Court of Appeal for Ontario
Date: 2001-09-20 Docket: C35714
Re: Her Majesty the Queen (Respondent) –and– Jeremy Hall (Appellant)
Before: Carthy, Weiler and Feldman JJ.A.
Counsel: Irwin Koziebrocki, for the appellant J. Sandy Tse, for the respondent
Heard: September 13 and 14, 2001
On appeal from the conviction imposed by Justice Paul G. Philp, sitting with a jury, dated November 28, 2000 and from the sentence imposed by Justice Philp dated November 30, 2000.
Endorsement
[1] The appellant was convicted of aggravated assault and sentenced to 4½ years’ imprisonment in addition to time served treated as two years for a total of 6½ years. He appeals both his conviction and sentence. The appellant raises two grounds on his appeal from conviction.
[2] The first issue is whether the trial judge properly instructed the jury on s. 41 of the Criminal Code. The trial judge’s simple instructions on s. 41 to the jury enured to the benefit of the appellant. We would dismiss this ground of appeal.
[3] The second ground of appeal is based on the submission that the trial judge erred in allowing the Crown to cross-examine Ms. LeBlanc on her prior statement pursuant to s. 9(2) of the Canada Evidence Act. In our opinion, even if the trial judge erred in allowing the crown to cross-examine Ms.

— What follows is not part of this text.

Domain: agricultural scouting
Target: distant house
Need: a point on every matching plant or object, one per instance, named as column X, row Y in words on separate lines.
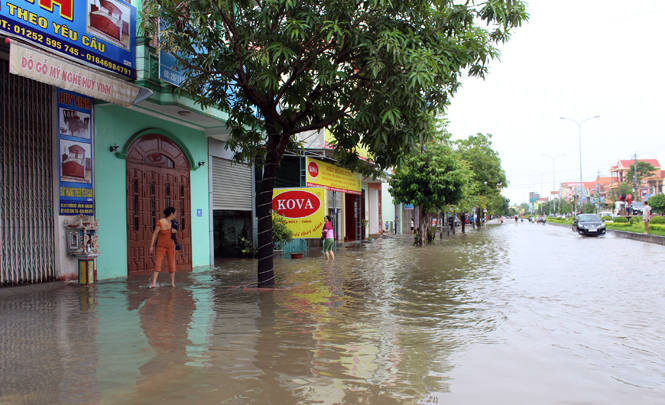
column 648, row 186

LeBlanc, the jury were not misled into thinking they could use her statement to the police as proof of the truth of its contents. The jury’s question about that evidence before the charge indicates that they knew they could not use the statement for the truth of its contents. The note read: “If the evidence from Jeremy’s sister’s police interviews is to be disregarded, why was it introduced? After all, it was introduced after much deliberations (in camera).” This note indicates an enlightened jury, one that can be taken not only to have understood the trial judge’s instruction that the evidence had no use, but also, not to have allowed the fact that they heard the evidence to be used to the prejudice of the accused. The appeal against conviction is dismissed.
[4] With respect to sentence, the accused’s record is a long one, but the longest term he has served is two years. In our view, it was an error in principle to jump to 6½ years. Even given the ferocity of this attack, we think the sentence should have been five years with two years’ credit for time served for an effective sentence of three years. Accordingly, leave to appeal sentence is granted, the appeal as to sentence is allowed and the sentence varied to three years.
(signed) “J. J. Carthy J.A.” “K. M. Weiler J.A.” “K. Feldman J.A.”